While replying to some comments on the post about travel fuck-ups, I remembered a few things. See, I’ve been traveling even before Micah and I got together – and still managed to fuck up enough for two people in the process. So now, a lesson in unnecessary suffering. I hope you have a better time reading it than I had experiencing it.
When Micah and I met for the second time (three times in three different countries all by chance!), I visited Phuket in Thailand to do Krabi Krabong (Micah was practicing Muay Thai). Soon enough, Micah continued traveling and left Phuket, and it soon became time for me to leave, as well.
Since I was set to leave on a late flight, I thought I’d check out one more night market that I had not been to before. After eating some of the regular and always excellent curries and Pad Thai, I suddenly had the urge to try something new.
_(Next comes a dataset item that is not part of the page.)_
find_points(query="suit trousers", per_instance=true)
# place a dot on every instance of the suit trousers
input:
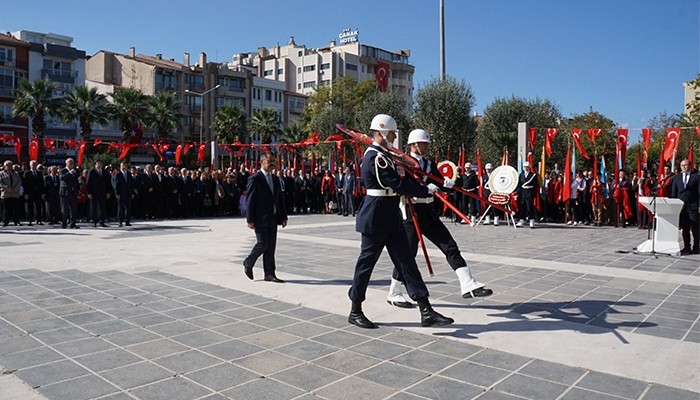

I vaguely remember that someone had recommended I try some of the fish balls that they had on offer on that night market. So, despite their greasy look and me wondering if maybe they contained more than just fish (other than fish, I hate seafood), I went ahead and had some. Then, to wash them down, I had a strawberry milkshake from a stand nearby. Now, I can’t say for sure what caused my insides to suddenly declare war against me about an hour later while I was in the process of finishing my packing for my flight in a few hours.
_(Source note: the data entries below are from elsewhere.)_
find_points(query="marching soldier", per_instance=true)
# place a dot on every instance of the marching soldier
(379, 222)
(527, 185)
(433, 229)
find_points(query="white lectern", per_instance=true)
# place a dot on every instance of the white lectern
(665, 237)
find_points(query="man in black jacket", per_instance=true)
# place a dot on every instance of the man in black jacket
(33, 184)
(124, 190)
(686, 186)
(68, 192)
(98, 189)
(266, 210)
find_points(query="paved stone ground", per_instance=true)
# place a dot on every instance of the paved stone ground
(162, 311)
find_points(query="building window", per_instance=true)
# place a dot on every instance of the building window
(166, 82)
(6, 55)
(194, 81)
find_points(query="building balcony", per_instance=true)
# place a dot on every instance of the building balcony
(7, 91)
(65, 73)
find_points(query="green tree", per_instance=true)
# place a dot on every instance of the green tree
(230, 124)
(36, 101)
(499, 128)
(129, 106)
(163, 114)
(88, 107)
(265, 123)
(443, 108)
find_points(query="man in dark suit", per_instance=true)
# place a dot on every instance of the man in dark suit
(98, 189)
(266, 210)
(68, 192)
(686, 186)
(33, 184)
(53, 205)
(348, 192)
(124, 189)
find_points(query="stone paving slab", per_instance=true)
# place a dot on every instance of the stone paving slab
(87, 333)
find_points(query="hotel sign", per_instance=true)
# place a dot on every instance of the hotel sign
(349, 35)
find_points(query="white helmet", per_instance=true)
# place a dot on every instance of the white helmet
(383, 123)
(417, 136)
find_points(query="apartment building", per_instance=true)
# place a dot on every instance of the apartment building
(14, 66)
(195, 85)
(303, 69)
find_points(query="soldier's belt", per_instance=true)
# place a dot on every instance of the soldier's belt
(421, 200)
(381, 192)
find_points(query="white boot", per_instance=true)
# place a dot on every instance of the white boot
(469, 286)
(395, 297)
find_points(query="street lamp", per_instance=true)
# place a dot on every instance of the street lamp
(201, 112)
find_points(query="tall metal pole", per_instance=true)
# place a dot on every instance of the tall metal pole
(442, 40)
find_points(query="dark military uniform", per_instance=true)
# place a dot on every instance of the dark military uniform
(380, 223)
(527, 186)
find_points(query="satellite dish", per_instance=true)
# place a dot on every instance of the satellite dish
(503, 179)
All I know was I found myself struggling to contain the organic material quickly trying to make its way out of any available orifice. I’ll spare you the details. Let’s just say I left an extra big tip when I struggled out the door, determined to catch my flight despite my condition. Luckily, my neighbor, who must have spotted me heaving in front of my apartment, gifted me some coal tablets. Otherwise I may not have survived the cab ride to the airport without incident.
Once at the airport, I got a push cart for my baggage (I only had hand luggage, but carrying it was no longer an option), got my boarding pass and then proceeded to collapse on said push cart in front of the airport, to get some fresh air until it was time to head to my plane.
Until today, I am grateful for the person at the baggage screening, who waved me through despite my very obvious tea and large bottle with charcoal-black liquid inside. I spent the half hour or so before the flight hydrating as much as I could and visiting the bathroom a few times, but once the flight took off I almost felt like a human being again.
The lesson: Stay away from strange balls on the day of your flight.